A USAF official who was quoted saying the Air Force conducted a simulated test where an AI drone killed its human operator is now saying he “misspoke” and that the Air Force never ran this kind of test, in a computer simulation or otherwise.
“Col Hamilton admits he ‘mis-spoke’ in his presentation at the FCAS Summit and the 'rogue AI drone simulation' was a hypothetical "thought experiment" from outside the military, based on plausible scenarios and likely outcomes rather than an actual USAF real-world simulation,” the Royal Aeronautical Society, the organization where Hamilton talked about the simulated test, told Motherboard in an email.
"We've never run that experiment, nor would we need to in order to realise that this is a plausible outcome,” Col.

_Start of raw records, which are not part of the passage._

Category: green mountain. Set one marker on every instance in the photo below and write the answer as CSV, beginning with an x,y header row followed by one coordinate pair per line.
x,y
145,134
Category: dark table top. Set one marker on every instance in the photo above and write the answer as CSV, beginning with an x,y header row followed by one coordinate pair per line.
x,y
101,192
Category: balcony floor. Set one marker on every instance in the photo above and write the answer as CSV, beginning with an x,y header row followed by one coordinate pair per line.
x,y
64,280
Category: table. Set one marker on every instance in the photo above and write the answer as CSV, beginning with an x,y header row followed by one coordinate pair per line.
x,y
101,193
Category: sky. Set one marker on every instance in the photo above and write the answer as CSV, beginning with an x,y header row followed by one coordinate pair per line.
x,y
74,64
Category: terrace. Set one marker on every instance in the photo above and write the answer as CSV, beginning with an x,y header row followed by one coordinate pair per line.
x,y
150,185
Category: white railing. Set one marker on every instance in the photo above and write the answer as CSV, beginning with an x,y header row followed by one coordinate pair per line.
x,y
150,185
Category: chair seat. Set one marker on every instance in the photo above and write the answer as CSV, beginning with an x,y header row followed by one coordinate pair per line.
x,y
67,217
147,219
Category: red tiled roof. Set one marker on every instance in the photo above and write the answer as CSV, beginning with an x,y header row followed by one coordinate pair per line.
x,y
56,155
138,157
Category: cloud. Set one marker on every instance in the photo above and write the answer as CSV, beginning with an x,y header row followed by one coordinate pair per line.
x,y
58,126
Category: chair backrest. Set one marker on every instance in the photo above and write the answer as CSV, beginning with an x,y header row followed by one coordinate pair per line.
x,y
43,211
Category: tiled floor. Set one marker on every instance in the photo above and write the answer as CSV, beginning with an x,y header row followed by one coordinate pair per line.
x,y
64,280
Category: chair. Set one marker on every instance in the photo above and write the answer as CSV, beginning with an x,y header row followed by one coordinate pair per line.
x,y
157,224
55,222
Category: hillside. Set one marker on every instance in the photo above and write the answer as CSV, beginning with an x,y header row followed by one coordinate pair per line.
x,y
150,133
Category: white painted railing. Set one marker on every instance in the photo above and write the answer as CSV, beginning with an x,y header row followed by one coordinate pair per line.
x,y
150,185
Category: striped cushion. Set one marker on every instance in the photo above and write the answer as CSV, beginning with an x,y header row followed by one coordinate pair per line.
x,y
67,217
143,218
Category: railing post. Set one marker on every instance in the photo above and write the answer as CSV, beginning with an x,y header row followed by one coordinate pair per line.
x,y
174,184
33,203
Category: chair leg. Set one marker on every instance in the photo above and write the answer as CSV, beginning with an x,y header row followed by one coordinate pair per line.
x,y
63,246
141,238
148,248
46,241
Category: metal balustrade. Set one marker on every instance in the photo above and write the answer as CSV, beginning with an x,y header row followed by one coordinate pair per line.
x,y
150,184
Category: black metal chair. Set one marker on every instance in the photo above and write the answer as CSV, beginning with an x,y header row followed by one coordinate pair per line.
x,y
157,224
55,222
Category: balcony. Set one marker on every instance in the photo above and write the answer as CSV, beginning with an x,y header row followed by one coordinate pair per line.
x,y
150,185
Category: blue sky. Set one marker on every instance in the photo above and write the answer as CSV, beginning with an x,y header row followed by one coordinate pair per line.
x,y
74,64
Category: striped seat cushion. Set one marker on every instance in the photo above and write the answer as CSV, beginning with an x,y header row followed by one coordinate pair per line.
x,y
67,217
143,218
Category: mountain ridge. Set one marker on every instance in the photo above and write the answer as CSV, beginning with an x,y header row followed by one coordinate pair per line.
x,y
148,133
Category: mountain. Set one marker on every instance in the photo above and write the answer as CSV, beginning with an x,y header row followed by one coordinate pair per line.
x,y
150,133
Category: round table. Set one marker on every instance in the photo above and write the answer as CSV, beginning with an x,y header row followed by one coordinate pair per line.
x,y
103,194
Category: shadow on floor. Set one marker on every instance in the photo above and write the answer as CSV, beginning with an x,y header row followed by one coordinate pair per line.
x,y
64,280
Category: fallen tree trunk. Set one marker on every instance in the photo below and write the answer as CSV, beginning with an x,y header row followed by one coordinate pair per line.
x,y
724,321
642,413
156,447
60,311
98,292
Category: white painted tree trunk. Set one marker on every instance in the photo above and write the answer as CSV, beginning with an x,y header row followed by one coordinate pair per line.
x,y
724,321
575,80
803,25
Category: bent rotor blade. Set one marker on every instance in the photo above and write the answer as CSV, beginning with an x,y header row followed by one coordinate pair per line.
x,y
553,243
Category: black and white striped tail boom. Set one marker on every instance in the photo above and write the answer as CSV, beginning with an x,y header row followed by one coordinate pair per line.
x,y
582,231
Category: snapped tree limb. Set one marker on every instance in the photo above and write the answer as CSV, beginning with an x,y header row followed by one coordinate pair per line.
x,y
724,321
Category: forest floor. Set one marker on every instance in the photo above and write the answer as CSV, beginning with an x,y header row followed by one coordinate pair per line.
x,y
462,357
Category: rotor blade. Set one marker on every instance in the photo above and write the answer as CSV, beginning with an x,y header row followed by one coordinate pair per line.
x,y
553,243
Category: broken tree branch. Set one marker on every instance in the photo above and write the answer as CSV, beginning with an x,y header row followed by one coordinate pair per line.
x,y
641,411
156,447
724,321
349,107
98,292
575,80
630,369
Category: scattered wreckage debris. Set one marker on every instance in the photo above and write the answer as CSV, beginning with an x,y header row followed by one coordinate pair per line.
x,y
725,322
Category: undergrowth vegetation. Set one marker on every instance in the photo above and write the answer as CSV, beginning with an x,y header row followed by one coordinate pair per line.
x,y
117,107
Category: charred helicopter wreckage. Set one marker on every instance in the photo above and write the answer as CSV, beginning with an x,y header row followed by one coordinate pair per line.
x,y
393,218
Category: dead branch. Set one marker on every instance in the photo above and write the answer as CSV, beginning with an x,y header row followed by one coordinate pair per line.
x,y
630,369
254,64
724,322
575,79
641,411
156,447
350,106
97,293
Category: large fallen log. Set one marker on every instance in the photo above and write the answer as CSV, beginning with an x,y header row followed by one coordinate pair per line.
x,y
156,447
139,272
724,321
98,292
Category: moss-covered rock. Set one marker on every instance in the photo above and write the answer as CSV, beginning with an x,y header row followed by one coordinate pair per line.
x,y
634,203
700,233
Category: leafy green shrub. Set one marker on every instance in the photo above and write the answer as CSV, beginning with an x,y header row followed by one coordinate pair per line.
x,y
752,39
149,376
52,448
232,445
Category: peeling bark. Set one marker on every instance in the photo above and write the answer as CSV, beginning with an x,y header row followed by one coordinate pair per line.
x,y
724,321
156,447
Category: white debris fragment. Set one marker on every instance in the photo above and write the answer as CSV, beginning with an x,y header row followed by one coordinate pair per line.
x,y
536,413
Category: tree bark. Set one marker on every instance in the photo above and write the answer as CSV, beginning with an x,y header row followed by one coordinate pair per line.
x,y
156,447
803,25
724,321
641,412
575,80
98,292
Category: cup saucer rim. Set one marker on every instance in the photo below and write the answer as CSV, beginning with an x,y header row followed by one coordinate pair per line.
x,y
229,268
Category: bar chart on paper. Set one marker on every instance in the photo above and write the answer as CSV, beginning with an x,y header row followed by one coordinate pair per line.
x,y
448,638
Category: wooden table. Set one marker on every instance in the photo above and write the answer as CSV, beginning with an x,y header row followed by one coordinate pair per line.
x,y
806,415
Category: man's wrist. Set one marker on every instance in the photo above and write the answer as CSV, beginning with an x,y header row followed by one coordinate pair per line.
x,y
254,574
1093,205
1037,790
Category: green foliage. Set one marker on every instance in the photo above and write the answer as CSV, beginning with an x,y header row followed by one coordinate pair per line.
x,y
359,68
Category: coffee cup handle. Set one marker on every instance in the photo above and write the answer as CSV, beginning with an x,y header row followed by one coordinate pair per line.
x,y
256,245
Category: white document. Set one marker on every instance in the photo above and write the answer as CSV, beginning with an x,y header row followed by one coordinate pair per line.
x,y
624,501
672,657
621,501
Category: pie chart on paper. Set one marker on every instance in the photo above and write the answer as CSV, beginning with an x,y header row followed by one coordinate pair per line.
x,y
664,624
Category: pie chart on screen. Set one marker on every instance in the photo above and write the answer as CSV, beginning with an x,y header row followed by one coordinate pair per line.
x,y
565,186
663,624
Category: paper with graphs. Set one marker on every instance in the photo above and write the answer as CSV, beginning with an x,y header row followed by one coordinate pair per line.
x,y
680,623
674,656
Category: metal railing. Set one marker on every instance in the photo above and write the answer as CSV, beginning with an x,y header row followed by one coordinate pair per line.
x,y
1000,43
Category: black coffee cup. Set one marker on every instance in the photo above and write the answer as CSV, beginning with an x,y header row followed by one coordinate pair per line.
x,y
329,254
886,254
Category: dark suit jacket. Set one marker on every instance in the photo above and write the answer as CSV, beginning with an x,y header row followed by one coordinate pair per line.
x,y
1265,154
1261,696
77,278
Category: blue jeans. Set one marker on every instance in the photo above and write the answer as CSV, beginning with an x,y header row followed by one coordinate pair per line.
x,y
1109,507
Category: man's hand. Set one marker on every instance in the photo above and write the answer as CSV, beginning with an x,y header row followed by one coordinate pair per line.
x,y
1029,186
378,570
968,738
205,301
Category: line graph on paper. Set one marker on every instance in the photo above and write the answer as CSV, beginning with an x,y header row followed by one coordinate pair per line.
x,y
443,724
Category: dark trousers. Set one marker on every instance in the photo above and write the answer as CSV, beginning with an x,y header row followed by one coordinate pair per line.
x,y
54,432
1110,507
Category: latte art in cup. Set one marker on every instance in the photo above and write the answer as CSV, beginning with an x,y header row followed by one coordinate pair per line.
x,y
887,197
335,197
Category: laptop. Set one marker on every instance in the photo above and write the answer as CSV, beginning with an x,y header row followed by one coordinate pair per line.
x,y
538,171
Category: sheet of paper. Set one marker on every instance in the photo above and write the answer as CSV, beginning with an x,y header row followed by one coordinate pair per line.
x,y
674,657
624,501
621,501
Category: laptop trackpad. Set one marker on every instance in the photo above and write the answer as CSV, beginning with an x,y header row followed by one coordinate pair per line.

Tucker “Cinco” Hamilton, the USAF's Chief of AI Test and Operations, said in a quote included in the Royal Aeronautical Society’s statement. "Despite this being a hypothetical example, this illustrates the real-world challenges posed by AI-powered capability and is why the Air Force is committed to the ethical development of AI"
He literally just made it up & pulled it out of his ass in a lame attempt to impress his audience.
Don't fall for obviously stupid shit. I was calling BS on this the moment I saw it.
How it started: https://archive.is/2nE5i
How it's going: https://archive.is/RPTcw
He literally just made it up & pulled it out of his ass in a lame attempt to impress his audience.
Shouldn't be any surprise to anyone that any US organization, including the military, values lies over truth.